Finitely additive measures on the invariant foliations of Anosov diffeomorphisms

Consider a $C^3$-smooth orientation preserving Anosov diffeomorphism on a compact Riemannian manifold.
We shall consider finitely additive measures defined on Borel subsets of the unstable foliation with piecewise $C^1$ boundary. The finitely additive measures on the invariant foliations of dynamical systems were first studied in the series of works of Bufetov on qualitative asymptotics of the ergodic integrals along the orbits of translation flows on flat surfaces. The method was extended to the setting of horocycle flows on compact Riemann surfaces of constant negative curvature [Bufetov-Forni] and of translation flows occurring in tiling dynamics [Bufetov-Solomyak].
In our case, the finitely additive measures are used for establishing the following qualitative equidistribution theorem for the unstable leaves: for any $C^2$ function with zero average with respect to the measure of maximal entropy, its integrals over the iterations of a unit unstable ball, after a proper normalization, uniformly converge to a finitely additive measure of the ball. This theorem extends the classical results on equidistribution of the unstable leaves due to Margulis.
We use the approach of Gouezel and Liverani to construct such the Banach space of currents inducing the regular finitely additive measures. Analyzing the spectrum of the transfer operator acting on this Banach space, we obtain the asymptotic expansion for the leafwise integrals.

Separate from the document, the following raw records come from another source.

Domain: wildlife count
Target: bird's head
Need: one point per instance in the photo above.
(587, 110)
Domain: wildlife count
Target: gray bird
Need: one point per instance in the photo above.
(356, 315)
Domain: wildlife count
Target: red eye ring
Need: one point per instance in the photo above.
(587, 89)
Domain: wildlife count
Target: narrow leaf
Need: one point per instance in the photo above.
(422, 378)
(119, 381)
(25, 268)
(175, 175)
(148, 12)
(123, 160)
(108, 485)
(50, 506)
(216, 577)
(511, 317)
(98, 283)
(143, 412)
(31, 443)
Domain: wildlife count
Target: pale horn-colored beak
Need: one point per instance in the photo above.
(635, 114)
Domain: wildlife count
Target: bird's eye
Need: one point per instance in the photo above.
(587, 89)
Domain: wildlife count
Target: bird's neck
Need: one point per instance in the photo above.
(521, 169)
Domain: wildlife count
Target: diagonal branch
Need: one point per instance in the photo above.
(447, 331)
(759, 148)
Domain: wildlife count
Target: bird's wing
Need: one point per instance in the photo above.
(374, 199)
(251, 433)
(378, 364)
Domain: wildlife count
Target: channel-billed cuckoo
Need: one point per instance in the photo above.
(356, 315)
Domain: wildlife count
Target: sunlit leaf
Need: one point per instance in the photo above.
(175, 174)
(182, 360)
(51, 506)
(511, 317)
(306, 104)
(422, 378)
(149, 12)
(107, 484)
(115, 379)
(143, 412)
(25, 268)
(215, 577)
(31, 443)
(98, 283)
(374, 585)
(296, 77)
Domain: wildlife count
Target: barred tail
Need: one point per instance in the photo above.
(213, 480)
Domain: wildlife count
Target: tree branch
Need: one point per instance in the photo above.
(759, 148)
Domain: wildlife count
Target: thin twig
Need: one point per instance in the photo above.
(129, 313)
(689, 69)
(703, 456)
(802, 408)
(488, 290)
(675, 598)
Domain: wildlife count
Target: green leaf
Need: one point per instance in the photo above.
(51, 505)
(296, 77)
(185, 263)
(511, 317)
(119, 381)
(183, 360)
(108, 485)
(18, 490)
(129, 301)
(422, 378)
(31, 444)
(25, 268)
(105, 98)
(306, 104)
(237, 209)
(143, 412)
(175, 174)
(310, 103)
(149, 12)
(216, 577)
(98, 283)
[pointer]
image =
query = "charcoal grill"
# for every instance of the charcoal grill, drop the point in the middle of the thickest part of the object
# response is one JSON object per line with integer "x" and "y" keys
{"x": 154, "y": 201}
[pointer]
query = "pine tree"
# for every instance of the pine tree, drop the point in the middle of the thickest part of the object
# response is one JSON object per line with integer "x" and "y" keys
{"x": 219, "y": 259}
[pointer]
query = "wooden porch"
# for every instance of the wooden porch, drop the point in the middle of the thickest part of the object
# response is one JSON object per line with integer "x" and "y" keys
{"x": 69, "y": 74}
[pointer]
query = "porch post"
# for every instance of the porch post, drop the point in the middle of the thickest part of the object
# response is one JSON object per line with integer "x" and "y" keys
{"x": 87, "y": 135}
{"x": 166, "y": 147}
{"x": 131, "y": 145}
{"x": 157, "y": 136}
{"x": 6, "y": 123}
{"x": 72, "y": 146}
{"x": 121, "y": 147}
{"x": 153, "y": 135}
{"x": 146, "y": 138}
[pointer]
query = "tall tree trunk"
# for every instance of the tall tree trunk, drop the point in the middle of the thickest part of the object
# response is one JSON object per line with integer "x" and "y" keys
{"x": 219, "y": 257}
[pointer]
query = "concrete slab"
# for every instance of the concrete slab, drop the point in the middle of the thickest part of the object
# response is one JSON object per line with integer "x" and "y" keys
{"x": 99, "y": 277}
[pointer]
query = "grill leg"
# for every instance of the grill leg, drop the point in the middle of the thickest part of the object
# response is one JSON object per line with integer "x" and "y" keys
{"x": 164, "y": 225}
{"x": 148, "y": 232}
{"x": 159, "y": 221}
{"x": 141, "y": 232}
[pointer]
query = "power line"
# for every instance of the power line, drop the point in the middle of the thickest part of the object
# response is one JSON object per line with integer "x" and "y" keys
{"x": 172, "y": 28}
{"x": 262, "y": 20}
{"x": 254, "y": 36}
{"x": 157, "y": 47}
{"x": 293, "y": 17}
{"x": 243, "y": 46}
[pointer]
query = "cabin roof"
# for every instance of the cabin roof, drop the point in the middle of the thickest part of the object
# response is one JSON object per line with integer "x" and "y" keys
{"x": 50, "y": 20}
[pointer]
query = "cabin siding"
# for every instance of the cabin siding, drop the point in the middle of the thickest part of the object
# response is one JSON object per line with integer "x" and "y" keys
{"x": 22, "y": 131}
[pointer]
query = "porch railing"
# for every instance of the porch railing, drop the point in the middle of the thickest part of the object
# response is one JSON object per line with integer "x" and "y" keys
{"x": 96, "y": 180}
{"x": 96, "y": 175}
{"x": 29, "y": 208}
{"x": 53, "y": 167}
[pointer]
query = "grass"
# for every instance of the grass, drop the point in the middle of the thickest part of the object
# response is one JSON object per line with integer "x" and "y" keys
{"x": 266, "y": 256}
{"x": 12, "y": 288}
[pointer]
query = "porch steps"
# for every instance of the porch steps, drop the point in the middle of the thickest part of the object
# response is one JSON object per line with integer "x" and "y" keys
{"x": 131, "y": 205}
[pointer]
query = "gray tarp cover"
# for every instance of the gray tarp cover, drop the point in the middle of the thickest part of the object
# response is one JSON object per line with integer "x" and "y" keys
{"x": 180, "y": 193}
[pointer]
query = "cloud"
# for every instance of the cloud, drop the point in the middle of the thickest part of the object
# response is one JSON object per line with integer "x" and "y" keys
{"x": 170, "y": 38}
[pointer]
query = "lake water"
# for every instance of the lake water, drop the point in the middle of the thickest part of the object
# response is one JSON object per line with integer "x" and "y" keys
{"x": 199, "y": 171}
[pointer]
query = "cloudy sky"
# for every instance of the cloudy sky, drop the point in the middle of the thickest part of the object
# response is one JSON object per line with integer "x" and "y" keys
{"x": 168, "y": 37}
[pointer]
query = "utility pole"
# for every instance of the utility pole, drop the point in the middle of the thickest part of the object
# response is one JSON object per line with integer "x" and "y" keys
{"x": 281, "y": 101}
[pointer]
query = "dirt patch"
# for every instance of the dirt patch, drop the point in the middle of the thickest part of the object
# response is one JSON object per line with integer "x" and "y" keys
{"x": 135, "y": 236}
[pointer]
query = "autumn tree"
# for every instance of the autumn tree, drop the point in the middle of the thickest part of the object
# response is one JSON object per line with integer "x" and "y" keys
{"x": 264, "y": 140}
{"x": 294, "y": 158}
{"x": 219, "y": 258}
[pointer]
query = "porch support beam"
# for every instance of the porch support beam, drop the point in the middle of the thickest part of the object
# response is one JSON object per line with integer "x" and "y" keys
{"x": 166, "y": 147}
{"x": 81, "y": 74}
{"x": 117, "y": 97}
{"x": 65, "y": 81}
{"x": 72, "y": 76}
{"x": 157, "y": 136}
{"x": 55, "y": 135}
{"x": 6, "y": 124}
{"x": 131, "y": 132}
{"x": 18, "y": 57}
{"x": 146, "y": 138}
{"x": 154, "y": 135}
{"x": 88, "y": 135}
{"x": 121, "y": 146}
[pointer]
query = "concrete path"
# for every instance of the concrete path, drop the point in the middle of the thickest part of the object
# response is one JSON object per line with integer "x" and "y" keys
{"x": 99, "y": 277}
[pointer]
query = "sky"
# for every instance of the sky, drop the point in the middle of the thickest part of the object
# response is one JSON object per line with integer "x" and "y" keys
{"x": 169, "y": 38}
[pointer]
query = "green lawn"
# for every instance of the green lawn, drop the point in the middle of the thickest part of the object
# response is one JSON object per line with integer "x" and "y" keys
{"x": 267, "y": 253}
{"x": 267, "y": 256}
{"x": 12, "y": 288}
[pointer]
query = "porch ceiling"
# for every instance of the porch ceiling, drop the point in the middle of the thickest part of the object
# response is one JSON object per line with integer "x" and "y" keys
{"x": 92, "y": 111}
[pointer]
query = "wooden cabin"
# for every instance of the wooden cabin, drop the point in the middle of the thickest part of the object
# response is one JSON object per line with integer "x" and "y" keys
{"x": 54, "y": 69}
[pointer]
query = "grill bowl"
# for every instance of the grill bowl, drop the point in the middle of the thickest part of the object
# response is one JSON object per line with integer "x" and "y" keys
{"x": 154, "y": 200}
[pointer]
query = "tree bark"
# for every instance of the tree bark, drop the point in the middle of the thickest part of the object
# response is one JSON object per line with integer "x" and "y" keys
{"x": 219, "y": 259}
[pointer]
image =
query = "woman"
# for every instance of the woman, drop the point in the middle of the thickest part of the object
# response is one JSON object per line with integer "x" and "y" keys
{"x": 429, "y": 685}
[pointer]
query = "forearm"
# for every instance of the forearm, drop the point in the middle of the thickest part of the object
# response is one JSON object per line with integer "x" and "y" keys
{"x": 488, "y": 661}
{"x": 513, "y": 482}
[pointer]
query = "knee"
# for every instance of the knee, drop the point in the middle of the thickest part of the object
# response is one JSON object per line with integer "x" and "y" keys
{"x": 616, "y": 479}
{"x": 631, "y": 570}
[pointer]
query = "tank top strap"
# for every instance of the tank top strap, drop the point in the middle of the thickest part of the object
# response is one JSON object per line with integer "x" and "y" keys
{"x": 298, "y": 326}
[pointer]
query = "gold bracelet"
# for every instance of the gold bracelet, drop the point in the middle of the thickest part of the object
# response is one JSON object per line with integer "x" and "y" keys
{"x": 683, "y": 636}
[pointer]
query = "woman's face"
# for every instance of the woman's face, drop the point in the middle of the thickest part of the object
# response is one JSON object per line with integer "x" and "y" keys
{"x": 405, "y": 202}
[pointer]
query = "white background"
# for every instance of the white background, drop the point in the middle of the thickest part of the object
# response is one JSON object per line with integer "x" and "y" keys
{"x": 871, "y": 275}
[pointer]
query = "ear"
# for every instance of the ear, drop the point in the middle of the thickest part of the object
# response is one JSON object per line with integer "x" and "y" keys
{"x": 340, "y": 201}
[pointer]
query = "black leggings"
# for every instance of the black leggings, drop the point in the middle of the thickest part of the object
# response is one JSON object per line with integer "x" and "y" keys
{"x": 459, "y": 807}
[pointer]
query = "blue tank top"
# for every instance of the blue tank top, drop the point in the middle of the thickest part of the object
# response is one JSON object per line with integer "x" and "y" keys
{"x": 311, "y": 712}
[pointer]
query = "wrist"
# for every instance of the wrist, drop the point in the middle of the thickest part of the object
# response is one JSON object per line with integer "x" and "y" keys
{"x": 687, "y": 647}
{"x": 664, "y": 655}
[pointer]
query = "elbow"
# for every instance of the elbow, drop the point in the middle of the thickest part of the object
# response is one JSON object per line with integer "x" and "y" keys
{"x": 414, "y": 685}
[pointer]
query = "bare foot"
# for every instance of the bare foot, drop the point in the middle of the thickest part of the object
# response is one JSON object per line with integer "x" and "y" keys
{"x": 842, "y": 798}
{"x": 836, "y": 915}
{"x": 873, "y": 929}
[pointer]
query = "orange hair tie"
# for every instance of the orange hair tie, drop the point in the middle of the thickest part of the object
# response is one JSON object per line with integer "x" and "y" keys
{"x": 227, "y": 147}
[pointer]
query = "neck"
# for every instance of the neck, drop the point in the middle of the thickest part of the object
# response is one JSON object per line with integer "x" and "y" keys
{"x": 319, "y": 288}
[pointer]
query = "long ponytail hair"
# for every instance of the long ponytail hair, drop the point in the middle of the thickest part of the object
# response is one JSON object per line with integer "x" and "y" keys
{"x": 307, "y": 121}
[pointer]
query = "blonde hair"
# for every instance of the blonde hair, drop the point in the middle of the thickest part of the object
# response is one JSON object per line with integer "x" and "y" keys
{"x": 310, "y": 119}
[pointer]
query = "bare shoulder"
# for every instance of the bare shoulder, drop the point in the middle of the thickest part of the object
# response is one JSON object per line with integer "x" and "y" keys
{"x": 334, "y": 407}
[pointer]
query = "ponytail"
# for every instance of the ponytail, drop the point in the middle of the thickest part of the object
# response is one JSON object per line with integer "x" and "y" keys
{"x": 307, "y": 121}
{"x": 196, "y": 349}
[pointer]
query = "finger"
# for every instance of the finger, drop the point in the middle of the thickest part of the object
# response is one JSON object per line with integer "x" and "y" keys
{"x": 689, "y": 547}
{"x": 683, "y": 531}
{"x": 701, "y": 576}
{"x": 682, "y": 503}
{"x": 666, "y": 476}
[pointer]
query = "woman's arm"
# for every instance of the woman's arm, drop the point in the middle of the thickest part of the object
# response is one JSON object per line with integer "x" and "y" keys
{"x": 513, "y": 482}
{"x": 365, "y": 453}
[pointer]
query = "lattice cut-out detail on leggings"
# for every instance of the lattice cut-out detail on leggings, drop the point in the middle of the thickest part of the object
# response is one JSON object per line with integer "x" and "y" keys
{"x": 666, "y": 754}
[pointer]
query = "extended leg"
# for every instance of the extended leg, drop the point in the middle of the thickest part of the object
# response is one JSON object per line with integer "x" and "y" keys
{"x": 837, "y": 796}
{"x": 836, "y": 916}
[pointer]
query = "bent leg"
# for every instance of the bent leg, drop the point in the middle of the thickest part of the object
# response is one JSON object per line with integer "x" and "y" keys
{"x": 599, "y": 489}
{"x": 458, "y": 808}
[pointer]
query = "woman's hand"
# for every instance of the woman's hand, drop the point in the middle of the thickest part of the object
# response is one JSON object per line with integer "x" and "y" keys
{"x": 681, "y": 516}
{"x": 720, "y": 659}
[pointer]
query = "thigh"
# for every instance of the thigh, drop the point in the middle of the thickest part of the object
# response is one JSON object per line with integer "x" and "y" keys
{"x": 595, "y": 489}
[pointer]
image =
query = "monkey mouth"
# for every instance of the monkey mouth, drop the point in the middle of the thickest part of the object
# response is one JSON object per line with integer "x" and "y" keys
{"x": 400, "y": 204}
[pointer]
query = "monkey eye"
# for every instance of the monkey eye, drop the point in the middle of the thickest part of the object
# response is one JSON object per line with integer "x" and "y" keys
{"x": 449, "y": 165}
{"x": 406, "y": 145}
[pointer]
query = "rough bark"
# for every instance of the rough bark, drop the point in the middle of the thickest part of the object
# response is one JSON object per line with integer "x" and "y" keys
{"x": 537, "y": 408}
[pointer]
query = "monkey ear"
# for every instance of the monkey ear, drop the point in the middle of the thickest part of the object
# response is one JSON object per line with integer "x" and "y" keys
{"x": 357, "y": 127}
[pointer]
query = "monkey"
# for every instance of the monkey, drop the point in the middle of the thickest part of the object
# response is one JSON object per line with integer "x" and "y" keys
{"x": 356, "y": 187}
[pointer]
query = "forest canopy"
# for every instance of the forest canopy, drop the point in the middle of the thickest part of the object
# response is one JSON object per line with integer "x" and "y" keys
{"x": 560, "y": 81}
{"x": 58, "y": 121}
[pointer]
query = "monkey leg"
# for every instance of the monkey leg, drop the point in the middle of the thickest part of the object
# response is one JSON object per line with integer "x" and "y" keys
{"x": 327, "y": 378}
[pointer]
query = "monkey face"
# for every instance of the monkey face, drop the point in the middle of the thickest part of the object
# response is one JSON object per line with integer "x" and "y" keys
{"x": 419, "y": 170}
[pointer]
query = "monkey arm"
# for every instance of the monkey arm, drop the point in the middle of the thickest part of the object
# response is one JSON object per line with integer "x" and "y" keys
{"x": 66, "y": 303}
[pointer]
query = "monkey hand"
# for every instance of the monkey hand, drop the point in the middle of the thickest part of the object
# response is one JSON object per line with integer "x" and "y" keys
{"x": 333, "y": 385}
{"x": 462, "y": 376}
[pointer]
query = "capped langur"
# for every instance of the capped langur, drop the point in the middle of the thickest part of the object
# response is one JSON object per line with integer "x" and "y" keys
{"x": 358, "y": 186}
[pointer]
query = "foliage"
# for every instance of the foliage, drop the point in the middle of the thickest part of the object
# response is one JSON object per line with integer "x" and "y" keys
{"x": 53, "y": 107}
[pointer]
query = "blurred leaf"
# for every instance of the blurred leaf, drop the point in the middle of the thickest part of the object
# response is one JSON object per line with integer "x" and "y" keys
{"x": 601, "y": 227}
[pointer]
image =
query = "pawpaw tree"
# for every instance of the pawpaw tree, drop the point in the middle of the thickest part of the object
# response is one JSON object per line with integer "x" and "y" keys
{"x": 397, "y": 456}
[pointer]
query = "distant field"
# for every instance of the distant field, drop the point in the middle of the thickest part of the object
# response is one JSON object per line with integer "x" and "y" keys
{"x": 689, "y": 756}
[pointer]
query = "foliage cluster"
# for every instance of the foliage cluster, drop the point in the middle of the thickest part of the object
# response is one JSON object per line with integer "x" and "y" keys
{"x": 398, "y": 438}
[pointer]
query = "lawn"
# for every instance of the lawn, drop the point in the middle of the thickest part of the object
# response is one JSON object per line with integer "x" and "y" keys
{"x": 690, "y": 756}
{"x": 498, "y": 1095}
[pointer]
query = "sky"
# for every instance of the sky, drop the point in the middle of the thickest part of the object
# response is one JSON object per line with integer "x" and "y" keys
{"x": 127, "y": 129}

Comparing to the Banach spaces constructed in the works of Baladi and Tsujii, who considered the rate of decay/growth of the Fourier transform of distributions in the stable/unstable cones, and the ones constructed by Faure and Sjoestrand by tools of semiclassical analysis, the spaces of Gouezel and Liverani inherit the leafwise structure of the distributions, and allow us to consider the property of invariance under the holonomy along the stable leaves. We prove that the eigenfunctions of the transfer operator with the eigenvalues close to the spectral radius induce finitely additive measures on the unstable leaves, invariant under stable holonomy. The holonomy invariant finitely additive measures control the leafwise integrals.